Just like any other career, in becoming an author there is a starting point. And just like every starting point, it can be maddening to know if you are making all the right moves. Nobody enjoys going into something blind, and one would be hard-pressed to find anyone who enjoys looking like a fool on the first day of a new job. While the hours aren’t measured in quite the same way as your average nine-to-five, there is still this “new job” fear when approaching publishers with your work (be it novel, short story, or anything). To help ease your fear, here are five things to be aware of when beginning your work with any publisher.
They’re the Boss
Every publisher has a certain way they like things done. Some prefer paper submissions, while others will only take e-mail. Some like one font, while others think that Times New Roman or Courier New is blasphemy. Some want double-spaced, some want a certain word count (especially true of short stories). And in all this, there is one thing that the author must be aware of: publishing, like writing, is still a business, and the publishers are the boss. Take the time to read (really read) what each publisher is looking for in a submission. And if you have any questions, do not be afraid to ask for clarification (but do make sure you are polite about it). Some publishers will allow certain wiggle-rooms, while others are rigid about what they want and don’t want. As a salesperson trying to sell a product, be aware of your buyer.
They Might Not Get It
… And that’s okay. Especially if this follows an acceptance. Maybe you referenced an old movie, or shared some clever wordplay in your work, and your publisher is trying to correct it. They are only human, so try explaining it. If they understand and still want a change, then do not be afraid to consider this. And especially if you’ve explained and they still don’t get it. The problem then might lie with you. And if they’re “not getting it” follows a rejection, don’t despair! Simply try your work with another publisher. A rejection is not the end of the world.
Most Don’t Care about Experience
If this is truly your first time publishing a work-or attempting to publish one, you may be fretting over the lack of credits to your name. Again, like being aware of what a publisher wants in a submission, be aware of what a publisher wants in an author. Most really don’t care whether you’ve been published before or not. Just remember, logically, how would anyone ever be published if nobody ever accepted new authors?
Read Your Contract
So you’ve been accepted, congratulations! What follows is editing and, excitingly, your contract. Unlike the Terms of Agreement on some software you purchased, you might want to take a moment and actually read over what you’re agreeing to. This is your work, and these rights that you’re giving over are legally binding once your contract is signed. Be aware of what you’re doing in this phase. Some things to look for: payment, rights given, how long the publisher will hold the copyright, whether that copyright holds rights over the characters or just that single work, and what the publisher is saying they can do to alter or sell your work, and whether the publisher has the right to make edits or changes without your permission.
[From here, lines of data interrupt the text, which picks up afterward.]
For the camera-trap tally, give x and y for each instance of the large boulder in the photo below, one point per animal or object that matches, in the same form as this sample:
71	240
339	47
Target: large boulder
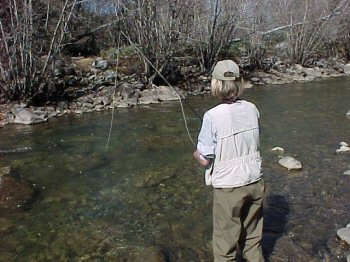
14	192
347	69
149	96
101	64
344	234
166	93
290	163
27	117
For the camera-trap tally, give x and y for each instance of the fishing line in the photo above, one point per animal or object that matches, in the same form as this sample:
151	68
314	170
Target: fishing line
167	82
115	88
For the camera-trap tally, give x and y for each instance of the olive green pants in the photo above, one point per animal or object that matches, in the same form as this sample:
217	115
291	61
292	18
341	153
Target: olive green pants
238	221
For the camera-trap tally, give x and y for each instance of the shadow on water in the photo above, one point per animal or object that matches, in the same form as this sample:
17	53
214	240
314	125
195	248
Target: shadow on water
276	213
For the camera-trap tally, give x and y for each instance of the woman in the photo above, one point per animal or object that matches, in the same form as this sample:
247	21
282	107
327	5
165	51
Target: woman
228	147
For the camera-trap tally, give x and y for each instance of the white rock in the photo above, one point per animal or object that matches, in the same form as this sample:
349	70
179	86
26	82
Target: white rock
343	144
344	234
290	163
343	149
347	173
347	69
278	149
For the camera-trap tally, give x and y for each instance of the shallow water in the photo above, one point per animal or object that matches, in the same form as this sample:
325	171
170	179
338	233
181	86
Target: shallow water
143	198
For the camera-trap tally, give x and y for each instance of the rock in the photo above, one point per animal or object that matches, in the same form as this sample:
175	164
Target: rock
277	149
312	72
343	149
166	93
88	105
347	173
255	79
344	234
110	75
149	96
6	225
126	90
347	69
343	143
14	192
152	253
290	163
246	85
299	67
63	104
102	64
26	117
154	178
4	171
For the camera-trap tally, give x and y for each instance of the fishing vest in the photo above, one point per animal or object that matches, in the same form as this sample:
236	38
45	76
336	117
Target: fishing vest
237	159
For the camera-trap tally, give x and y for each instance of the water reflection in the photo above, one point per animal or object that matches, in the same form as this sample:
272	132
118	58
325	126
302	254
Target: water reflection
145	194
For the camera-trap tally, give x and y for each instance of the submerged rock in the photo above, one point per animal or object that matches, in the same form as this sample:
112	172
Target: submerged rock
343	143
347	69
278	149
290	163
344	234
347	173
343	149
26	117
14	192
166	93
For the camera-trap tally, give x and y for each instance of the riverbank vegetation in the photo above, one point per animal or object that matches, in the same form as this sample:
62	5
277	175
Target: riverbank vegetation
151	36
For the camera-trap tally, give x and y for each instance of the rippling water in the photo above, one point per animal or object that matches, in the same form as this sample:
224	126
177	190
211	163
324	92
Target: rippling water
143	198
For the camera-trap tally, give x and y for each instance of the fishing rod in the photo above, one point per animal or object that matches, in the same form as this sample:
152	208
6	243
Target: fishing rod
115	87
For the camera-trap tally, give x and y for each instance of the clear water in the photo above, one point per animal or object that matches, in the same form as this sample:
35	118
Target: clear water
144	198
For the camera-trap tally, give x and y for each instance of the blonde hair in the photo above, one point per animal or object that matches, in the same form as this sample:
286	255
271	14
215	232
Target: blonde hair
225	89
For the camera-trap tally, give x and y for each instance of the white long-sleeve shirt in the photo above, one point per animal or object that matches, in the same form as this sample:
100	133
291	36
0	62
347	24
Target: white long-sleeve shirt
230	135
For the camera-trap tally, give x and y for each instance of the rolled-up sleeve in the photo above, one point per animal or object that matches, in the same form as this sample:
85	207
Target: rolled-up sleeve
207	137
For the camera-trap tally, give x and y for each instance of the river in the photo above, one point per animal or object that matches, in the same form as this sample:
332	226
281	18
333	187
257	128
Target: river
143	198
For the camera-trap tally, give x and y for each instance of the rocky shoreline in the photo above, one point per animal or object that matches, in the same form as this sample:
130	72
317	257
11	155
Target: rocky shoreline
96	87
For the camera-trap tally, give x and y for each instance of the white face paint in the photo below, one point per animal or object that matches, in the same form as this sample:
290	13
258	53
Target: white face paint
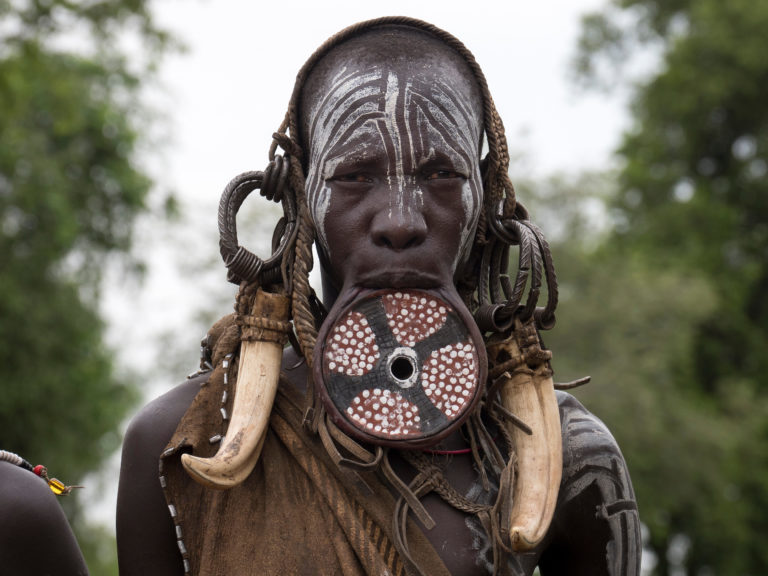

Above All Else, It’s Still Your Work
Being flexible about edits is definitely important, but with that flexibility should come the knowledge that if they want too much changed, you still have the right to say “no.” Or to offer a different solution rather than one they might be suggesting. Explain why you don’t want a certain change, or ask why the editor feels this change should be made. A compromise is best, but it is perfectly acceptable to be as involved as possible with your work and its changes.